Wei Ying sniffles a couple of times, hoping he doesn’t look sad. He’s not sad, he’s probably the happiest he’s been in his entire life. It’s just overwhelming. “Okay,” he says. He glances up at Lan Zhan. “You hear that? We’re going to smile.”
“I am smiling,” says Lan Zhan, and it’s true; for him, his face is very soft and fond. Wei Ying squeezes Yuan a little tighter, and Lan Zhan holds on to Wei Ying a little tighter.
“One, two, three,” Wei Ying says.
“Family,” Yuan and Lan Zhan dutifully chorus together.
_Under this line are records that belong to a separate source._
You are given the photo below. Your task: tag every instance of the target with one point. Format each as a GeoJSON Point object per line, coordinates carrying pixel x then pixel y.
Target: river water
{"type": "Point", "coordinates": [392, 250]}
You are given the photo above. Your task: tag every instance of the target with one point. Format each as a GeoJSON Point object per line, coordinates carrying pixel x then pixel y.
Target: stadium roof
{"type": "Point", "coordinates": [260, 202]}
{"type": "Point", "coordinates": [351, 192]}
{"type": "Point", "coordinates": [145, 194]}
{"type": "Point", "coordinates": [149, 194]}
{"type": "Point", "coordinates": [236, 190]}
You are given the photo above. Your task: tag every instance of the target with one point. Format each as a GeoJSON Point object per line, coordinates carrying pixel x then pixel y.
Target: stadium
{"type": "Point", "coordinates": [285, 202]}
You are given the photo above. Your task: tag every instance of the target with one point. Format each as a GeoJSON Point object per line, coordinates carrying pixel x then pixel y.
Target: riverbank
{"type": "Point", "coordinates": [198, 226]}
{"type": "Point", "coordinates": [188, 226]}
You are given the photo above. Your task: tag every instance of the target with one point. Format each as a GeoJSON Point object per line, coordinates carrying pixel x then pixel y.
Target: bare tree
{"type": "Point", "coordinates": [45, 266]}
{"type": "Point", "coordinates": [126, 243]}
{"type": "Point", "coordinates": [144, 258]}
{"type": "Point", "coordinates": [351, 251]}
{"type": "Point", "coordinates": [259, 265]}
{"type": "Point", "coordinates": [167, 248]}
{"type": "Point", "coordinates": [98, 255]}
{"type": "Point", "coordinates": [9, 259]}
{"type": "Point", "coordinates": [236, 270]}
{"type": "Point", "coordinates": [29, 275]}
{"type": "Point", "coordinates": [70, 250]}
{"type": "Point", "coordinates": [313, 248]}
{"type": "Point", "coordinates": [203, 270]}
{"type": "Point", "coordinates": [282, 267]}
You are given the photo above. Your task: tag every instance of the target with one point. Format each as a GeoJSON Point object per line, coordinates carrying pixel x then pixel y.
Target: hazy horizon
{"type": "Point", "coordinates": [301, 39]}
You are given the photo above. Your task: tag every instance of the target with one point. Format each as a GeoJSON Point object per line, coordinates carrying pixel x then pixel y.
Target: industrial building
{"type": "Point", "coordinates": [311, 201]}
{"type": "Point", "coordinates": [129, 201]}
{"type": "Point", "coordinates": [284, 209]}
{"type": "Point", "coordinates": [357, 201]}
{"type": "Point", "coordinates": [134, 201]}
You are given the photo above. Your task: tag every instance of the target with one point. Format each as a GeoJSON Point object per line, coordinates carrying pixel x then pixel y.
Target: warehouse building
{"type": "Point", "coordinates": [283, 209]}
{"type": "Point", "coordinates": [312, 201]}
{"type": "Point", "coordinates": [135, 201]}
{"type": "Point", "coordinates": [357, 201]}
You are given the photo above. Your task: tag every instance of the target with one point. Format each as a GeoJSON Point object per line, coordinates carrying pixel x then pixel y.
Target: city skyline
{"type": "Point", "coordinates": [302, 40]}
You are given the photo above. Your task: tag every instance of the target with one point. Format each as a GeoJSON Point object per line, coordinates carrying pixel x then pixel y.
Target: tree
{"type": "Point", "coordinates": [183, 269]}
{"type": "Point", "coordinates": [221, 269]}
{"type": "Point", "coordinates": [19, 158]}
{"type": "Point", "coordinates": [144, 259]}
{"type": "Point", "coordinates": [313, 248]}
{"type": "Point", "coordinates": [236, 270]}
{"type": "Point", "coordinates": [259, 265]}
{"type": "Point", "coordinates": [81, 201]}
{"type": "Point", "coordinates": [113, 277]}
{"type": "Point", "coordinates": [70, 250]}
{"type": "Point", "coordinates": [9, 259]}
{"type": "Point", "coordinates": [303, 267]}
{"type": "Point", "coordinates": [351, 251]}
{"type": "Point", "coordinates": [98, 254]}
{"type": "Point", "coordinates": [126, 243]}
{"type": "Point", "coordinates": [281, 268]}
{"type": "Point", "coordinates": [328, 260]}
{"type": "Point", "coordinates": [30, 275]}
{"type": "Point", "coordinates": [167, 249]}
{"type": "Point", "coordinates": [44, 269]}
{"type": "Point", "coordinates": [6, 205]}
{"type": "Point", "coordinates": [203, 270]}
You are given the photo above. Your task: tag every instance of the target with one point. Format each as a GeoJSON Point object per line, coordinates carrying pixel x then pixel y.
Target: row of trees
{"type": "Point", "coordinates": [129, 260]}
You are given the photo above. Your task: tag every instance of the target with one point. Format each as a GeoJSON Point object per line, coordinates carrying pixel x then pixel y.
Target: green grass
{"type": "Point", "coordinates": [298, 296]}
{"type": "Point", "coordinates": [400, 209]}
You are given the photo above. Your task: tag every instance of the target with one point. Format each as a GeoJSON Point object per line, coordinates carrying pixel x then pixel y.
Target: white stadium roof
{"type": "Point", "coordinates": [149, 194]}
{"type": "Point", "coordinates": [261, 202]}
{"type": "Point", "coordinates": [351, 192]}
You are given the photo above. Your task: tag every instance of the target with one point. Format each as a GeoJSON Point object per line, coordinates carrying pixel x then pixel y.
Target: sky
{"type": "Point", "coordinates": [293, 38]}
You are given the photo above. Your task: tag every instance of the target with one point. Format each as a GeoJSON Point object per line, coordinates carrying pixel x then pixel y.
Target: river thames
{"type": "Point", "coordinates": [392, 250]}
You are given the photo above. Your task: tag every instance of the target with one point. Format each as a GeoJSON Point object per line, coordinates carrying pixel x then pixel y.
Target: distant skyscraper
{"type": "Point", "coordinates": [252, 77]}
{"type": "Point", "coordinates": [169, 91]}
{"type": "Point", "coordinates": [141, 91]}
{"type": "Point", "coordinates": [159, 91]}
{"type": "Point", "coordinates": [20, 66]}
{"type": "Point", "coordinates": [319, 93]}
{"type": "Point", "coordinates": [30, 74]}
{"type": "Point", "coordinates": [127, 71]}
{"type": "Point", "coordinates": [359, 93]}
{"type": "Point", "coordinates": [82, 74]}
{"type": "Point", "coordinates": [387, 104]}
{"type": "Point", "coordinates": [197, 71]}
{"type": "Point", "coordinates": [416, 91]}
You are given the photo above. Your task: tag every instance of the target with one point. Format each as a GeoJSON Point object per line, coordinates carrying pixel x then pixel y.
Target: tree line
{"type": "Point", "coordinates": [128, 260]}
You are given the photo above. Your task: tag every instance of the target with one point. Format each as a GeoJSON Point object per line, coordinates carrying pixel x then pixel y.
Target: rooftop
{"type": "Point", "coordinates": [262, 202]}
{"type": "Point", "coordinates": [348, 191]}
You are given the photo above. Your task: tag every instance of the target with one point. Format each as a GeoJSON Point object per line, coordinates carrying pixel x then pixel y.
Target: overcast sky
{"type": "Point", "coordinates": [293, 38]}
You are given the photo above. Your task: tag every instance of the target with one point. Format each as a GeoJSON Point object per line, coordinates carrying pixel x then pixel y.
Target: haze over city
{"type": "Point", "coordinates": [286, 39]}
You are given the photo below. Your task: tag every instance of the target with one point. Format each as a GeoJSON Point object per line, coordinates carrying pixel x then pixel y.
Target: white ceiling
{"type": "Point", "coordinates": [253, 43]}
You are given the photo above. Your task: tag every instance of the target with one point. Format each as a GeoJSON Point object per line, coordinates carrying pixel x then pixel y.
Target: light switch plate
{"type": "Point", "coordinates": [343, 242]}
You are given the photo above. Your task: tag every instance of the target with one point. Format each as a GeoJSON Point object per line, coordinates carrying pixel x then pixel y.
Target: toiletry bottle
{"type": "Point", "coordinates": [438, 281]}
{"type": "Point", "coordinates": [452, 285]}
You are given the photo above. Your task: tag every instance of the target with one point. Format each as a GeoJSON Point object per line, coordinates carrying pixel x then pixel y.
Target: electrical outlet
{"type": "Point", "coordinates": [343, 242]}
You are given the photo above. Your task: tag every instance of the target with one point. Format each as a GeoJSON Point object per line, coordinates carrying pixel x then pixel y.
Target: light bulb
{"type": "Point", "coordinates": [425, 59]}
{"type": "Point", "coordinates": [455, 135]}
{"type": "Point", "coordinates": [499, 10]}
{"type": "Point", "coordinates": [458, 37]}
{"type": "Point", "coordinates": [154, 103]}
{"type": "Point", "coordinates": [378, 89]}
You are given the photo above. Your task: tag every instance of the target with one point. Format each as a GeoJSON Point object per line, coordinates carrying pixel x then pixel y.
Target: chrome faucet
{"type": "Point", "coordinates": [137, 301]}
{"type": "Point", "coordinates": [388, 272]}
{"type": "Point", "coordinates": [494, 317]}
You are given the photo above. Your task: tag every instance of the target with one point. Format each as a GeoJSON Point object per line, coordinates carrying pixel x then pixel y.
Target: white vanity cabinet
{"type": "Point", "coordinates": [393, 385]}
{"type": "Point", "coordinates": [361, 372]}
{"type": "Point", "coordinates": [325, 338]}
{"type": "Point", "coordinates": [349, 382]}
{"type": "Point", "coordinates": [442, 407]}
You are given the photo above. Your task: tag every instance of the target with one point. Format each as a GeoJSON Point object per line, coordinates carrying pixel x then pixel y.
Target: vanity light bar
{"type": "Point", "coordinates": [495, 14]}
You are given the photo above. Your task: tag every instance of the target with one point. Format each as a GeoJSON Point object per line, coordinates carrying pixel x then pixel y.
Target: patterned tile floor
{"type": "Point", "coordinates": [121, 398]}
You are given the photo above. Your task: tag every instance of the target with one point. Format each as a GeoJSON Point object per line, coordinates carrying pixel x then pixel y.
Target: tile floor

The pictures, when Wei Ying sees them later, are hilarious. Lan Zhan is so formal, standing with perfect posture. His face is blank, but his eyes are soft, and his mouth curls up at one edge. Yuan, in Wei Ying’s arms, is trying too hard to smile. In the second and third pictures he’s turned to Wei Ying, to ask with extreme patience if now he can get down and show his homework to Grandpa, please? Wei Ying is the only one beaming at the camera, eyes definitely sparkling with tears. This picture is going on the Christmas card next year, he thinks. It’s going on the fridge forever.
This is his family, and it is perfect.